Today, windows are attracting even more attention as a metaphor for computer windows. They possess the function of virtualizing access to a fascinating, distant, and unreal world. Harada creates her works along this path, emphasizing abstract art. However, the balance is constantly shifting, on the one hand, there is the window left open to freely take in the outside air, and as a result, the window that establishes a relationship with the subject and its presence, and on the other hand, there is a restrained sense of distance that freezes the world through the play of abstract forms, a sense of unease that, when viewed from afar, simply makes the screen appear still with a mosaic of colors. In other words, Harada's two-dimensional works speak to how ambiguous our position in this world is. That is, we waver between the distant and the near, between awe and an active feeling of engaging with the subject. When viewing her works, the viewpoint flies overhead like a drone, deconstructing new virtual technologies. In doing so, the gaze slides like a kaleidoscope across a smooth screen without any clues or rough surfaces, as if forgetting that our own eyes are intently observing and present there, and that our eyes are responsible for that scene.
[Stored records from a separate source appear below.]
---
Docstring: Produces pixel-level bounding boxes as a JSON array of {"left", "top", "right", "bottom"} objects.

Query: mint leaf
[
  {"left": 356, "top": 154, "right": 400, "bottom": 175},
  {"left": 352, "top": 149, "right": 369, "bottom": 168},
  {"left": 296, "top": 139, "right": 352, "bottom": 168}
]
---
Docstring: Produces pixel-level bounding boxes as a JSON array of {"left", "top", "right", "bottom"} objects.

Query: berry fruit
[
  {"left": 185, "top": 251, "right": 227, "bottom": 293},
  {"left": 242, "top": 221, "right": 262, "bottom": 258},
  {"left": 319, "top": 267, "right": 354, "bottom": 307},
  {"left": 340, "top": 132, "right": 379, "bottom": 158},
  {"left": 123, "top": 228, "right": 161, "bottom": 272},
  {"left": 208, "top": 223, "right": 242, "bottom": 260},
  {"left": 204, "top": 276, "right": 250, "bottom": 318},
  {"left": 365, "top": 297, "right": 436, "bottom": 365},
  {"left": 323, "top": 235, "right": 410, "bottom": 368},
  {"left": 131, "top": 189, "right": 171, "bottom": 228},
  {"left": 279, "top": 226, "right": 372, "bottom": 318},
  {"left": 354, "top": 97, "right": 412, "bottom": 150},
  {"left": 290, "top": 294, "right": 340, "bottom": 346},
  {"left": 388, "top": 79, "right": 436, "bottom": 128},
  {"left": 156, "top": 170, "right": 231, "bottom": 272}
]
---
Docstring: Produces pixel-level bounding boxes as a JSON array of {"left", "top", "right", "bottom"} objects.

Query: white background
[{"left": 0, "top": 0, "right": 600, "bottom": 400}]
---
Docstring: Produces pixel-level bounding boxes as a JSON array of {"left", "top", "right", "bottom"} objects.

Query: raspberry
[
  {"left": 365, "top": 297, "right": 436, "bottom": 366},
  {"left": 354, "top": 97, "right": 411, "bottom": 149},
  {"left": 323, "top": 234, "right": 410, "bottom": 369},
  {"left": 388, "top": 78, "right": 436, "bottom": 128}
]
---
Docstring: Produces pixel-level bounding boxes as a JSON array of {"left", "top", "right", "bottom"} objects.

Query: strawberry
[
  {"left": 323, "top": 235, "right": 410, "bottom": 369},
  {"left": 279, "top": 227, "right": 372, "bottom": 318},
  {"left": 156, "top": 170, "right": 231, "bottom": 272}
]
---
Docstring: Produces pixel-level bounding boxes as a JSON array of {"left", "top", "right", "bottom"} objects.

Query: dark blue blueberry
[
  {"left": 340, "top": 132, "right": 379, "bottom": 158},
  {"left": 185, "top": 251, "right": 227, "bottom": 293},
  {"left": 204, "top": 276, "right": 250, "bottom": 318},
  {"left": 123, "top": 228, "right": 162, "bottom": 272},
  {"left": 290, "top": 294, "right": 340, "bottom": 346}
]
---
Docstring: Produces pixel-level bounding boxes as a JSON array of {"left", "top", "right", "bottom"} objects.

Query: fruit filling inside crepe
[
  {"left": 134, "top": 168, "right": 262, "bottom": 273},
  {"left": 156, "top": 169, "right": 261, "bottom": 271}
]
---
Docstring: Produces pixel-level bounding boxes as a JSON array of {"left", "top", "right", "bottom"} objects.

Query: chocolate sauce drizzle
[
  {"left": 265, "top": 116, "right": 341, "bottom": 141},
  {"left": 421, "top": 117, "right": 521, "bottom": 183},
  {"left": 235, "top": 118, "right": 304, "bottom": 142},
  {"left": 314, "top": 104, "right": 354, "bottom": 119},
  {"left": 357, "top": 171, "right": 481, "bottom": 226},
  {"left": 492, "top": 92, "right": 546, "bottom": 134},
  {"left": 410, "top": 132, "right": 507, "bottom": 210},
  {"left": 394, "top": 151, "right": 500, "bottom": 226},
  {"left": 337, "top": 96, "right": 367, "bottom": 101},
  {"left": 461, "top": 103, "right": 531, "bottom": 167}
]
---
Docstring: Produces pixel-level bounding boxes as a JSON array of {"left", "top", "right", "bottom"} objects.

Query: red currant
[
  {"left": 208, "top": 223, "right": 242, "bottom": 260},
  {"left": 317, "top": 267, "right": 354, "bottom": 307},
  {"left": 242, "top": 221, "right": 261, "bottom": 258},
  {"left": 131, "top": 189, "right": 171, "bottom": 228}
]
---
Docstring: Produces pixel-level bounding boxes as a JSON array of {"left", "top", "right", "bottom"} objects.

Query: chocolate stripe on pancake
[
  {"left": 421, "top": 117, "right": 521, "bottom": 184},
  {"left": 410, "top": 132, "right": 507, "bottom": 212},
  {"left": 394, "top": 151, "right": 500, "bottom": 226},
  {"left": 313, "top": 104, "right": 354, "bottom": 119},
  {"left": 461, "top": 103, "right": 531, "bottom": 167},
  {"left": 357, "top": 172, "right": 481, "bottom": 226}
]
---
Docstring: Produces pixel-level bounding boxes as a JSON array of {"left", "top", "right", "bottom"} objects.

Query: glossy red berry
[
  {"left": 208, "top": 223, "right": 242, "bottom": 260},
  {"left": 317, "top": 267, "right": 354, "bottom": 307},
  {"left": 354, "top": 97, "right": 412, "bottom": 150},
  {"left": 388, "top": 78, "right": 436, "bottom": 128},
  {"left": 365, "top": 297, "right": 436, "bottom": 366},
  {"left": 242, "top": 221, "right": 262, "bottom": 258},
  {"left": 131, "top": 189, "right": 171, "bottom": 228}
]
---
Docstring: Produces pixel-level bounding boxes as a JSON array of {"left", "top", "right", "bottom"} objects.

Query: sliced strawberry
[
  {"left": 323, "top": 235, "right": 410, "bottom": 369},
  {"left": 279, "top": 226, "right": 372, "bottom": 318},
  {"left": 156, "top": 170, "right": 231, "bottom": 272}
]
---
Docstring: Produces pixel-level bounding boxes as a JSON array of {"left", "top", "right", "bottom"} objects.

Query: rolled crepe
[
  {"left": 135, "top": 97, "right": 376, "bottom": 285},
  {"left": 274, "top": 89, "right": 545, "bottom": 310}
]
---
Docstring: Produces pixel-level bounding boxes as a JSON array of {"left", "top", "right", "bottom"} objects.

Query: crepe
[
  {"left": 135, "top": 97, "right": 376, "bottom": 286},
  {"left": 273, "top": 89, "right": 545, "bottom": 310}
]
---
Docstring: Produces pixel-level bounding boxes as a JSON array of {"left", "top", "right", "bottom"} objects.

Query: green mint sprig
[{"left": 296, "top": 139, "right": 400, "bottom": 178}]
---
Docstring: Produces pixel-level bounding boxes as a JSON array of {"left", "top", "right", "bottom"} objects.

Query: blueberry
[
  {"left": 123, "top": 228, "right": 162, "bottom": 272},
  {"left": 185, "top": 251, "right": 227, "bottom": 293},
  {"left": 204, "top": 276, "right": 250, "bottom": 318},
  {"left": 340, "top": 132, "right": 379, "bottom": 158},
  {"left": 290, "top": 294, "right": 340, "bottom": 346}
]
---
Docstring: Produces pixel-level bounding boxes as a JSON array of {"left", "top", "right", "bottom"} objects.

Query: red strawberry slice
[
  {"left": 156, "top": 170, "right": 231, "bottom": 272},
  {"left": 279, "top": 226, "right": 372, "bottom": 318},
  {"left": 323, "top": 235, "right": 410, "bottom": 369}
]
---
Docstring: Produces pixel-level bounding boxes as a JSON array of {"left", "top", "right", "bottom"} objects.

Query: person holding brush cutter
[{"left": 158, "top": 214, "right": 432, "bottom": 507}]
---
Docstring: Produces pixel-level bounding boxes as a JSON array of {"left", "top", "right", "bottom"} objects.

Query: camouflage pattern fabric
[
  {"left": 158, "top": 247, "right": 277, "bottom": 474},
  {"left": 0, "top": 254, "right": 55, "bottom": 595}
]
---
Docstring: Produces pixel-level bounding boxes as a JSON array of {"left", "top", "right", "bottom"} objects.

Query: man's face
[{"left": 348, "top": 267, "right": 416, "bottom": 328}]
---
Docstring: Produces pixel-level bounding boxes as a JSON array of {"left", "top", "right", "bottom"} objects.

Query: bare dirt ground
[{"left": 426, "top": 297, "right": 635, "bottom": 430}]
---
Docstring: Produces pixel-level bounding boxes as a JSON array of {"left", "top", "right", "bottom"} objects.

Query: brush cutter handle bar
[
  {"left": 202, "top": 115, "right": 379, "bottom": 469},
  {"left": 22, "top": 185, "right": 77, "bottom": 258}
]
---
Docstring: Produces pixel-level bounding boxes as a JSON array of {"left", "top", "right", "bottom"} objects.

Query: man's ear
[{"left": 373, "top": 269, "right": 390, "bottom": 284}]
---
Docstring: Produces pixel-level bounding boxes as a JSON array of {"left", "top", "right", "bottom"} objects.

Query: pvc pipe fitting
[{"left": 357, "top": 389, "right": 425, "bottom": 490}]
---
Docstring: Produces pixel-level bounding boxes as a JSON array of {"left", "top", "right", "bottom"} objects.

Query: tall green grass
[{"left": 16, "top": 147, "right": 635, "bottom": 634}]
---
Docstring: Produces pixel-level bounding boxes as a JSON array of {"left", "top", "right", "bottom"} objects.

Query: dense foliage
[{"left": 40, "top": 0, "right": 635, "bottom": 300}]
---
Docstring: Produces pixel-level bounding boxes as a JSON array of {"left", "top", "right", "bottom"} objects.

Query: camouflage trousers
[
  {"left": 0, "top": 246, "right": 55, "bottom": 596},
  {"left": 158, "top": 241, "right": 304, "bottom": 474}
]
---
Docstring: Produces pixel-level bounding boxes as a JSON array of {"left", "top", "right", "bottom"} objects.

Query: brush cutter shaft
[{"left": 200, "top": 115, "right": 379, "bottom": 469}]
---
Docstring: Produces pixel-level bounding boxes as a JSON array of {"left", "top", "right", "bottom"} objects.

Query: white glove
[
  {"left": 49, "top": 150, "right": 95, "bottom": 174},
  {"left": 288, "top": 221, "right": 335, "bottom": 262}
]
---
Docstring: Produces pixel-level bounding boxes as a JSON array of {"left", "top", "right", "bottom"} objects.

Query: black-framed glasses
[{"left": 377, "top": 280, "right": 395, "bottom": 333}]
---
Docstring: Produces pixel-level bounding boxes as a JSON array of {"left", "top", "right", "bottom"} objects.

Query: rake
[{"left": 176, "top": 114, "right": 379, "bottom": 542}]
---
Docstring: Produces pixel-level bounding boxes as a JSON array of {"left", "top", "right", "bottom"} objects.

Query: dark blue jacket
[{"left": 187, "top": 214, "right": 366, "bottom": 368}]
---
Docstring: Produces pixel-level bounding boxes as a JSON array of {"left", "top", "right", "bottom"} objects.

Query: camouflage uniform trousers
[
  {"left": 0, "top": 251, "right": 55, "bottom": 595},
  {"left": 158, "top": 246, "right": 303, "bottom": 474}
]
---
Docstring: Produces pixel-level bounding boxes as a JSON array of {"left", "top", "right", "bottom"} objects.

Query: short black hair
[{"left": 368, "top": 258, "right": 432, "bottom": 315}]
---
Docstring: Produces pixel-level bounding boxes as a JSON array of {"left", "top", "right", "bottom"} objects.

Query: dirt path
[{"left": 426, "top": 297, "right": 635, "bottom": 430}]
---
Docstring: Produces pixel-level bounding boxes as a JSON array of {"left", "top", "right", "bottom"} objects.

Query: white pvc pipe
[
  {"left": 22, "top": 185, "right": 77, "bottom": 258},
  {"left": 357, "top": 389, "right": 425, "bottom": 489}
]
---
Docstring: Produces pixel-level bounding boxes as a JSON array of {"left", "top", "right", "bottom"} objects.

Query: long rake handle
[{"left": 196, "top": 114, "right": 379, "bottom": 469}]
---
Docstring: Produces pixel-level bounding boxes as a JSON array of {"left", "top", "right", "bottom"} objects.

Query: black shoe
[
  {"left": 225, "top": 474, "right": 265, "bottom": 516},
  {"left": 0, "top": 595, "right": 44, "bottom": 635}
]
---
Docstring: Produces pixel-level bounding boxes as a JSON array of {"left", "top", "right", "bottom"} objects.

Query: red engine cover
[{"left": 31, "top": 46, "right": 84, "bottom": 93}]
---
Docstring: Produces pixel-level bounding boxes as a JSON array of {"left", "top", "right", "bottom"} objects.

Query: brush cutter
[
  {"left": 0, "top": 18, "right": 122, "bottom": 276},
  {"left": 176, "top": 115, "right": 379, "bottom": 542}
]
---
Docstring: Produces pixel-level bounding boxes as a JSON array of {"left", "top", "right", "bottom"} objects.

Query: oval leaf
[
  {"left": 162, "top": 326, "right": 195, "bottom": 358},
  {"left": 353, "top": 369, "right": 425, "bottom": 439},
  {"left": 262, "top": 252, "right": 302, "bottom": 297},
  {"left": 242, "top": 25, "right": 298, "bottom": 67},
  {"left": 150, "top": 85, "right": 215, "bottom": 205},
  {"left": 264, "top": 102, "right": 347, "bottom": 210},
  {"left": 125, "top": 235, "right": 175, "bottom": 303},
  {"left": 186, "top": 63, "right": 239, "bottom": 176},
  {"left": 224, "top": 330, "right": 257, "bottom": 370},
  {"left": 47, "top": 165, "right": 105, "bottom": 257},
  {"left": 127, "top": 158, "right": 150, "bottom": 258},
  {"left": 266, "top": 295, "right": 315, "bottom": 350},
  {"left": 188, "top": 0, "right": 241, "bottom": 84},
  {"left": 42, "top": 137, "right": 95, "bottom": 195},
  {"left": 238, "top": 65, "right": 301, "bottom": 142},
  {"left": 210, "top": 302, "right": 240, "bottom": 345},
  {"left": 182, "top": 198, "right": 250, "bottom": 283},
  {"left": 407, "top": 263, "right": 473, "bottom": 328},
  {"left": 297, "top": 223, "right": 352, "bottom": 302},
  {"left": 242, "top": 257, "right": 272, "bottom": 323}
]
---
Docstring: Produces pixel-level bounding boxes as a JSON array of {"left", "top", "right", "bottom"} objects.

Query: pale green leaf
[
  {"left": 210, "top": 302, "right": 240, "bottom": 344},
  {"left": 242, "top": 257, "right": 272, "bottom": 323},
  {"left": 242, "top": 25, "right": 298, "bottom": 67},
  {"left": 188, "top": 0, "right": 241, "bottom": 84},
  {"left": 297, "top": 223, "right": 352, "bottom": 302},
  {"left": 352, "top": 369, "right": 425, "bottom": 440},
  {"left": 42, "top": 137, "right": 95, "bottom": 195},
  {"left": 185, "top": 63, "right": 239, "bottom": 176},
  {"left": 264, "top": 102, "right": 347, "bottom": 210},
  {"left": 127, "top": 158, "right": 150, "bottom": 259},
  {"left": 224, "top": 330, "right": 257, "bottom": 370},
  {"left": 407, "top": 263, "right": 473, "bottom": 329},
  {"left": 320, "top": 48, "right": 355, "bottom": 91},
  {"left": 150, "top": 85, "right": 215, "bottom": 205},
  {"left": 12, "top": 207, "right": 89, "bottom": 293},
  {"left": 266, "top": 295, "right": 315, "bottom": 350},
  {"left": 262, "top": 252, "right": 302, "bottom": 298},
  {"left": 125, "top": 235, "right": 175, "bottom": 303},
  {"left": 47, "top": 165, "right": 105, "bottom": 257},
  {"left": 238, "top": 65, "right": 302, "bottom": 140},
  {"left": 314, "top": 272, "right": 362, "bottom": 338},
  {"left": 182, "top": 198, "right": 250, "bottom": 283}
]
The interplay of light and shadow that permeates Harada's paintings proves that opening a window encourages various flows of outside air and atmosphere.

 

Harada's window-related devices teach us how easily our distance from things can change. Distance is constantly fluid, from reality to abstraction, from habitable places to the far reaches of space, from hobbies to full-fledged businesses. Harada's windows, like the aperture of a camera lens, are constantly opening and closing, demonstrating our sense of perspective, our ability to escape from or enter Harada's world, to observe the real world to which we belong by looking at lines, and the possibility of existing within the world or within an image. Whether open or closed, isn't a window a noun given to the concept of taking responsibility for this world, whether for those who live within it or bystanders?